Few craft breweries in the U.S. have a growth story like Stone Brewing Co.

The San Diego-based brewery has grown at an average rate of 50 percent per year since its founding in 1996, and is credited with having helped start the craft beer revolution. Stone Brewing made the Inc. 5000 list of the fastest-growing private U.S. companies for the tenth time this past year with a ranking of 3015.  

One of the ways co-founder Greg Koch has continuously grown the business is by offering more than just beer. In 2006, the company opened the Stone Brewing World Bistro and Gardens, an all-organic restaurant that also grows produce from its local farm and is the third-largest visitor destination in the north half of San Diego County, according to the company. Last year, Stone opened a second World Bistro and Gardens, and today, it's the largest restaurant in San Diego County.

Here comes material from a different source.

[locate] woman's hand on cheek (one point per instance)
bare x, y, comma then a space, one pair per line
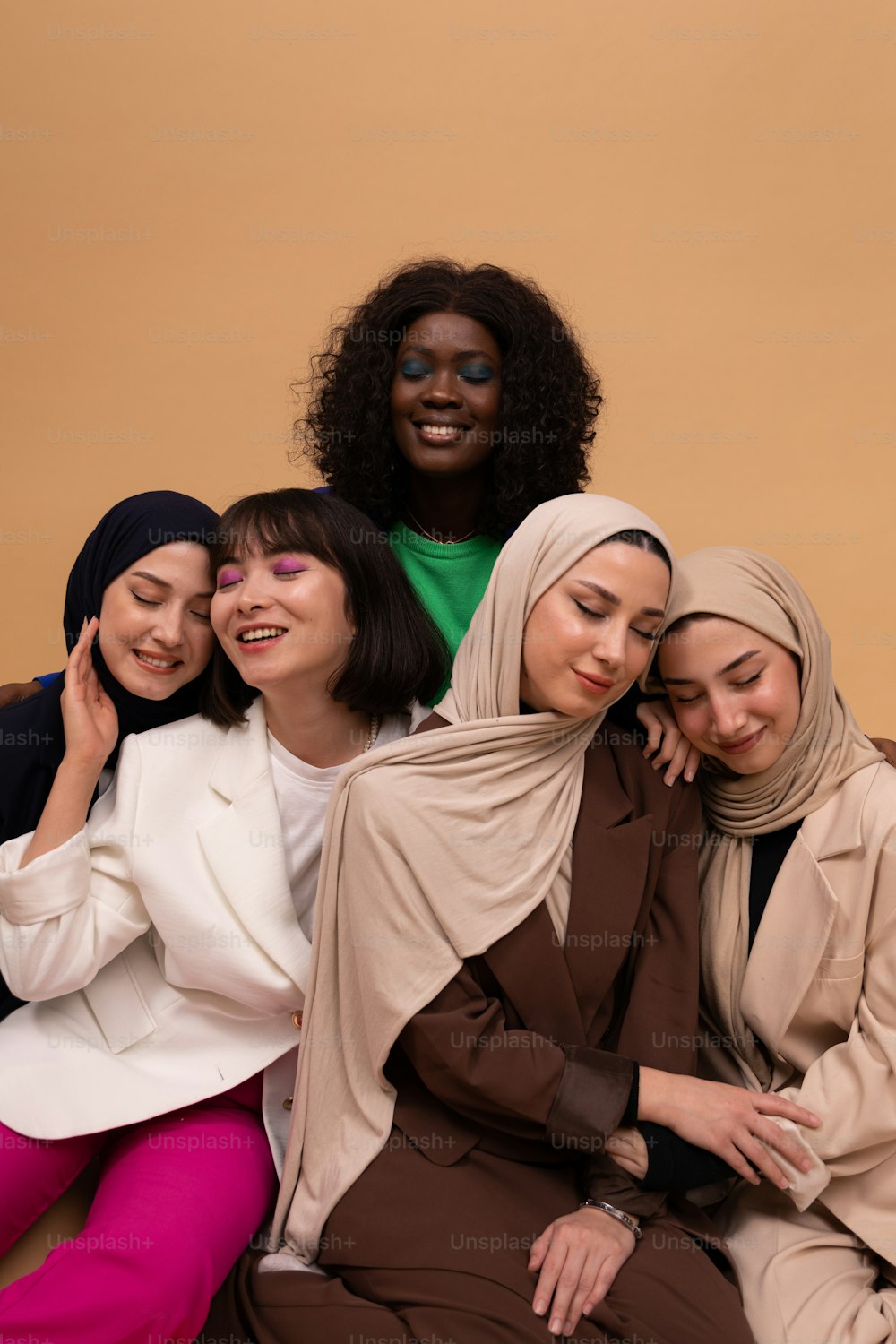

As if managing two restaurants and a brewery weren't enough, Koch recently announced two new ambitious projects for the company: a production brewery and destination restaurant in Berlin, Germany--making Stone the first American craft brewer to own and operate its own brewery in Europe--and a $74 million East Coast brewery and restaurant in Richmond, Virginia. 

Inc. caught up with Koch recently to talk about the growth of the U.S. craft-brewing sector and his business tips for brewery startups. What follows is an edited version of our conversation.

What advice would you give young entrepreneurs just starting out in this industry?

I would give the same piece of advice to almost any entrepreneur starting out in almost anything, which is, screw the way that it’s supposed to be done, or the way that you’re told it’s supposed to be done.

Instead, do it the way you want to do it, period. The only way to really create great art--and I’m a full believer that quality entrepreneurial business is a form of art--is by following your own muse.

Can you share some examples of how you’ve done that with Stone Brewing?

When we released Arrogant Bastard Ale in November of 1997 it was so far out of the spectrum of what was available during that time. It was much more bitter, much stronger in flavor and alcohol by volume (ABV) than commonly available beers. Nobody was asking for beer that was over the top like that, and yet we released it and it became very successful.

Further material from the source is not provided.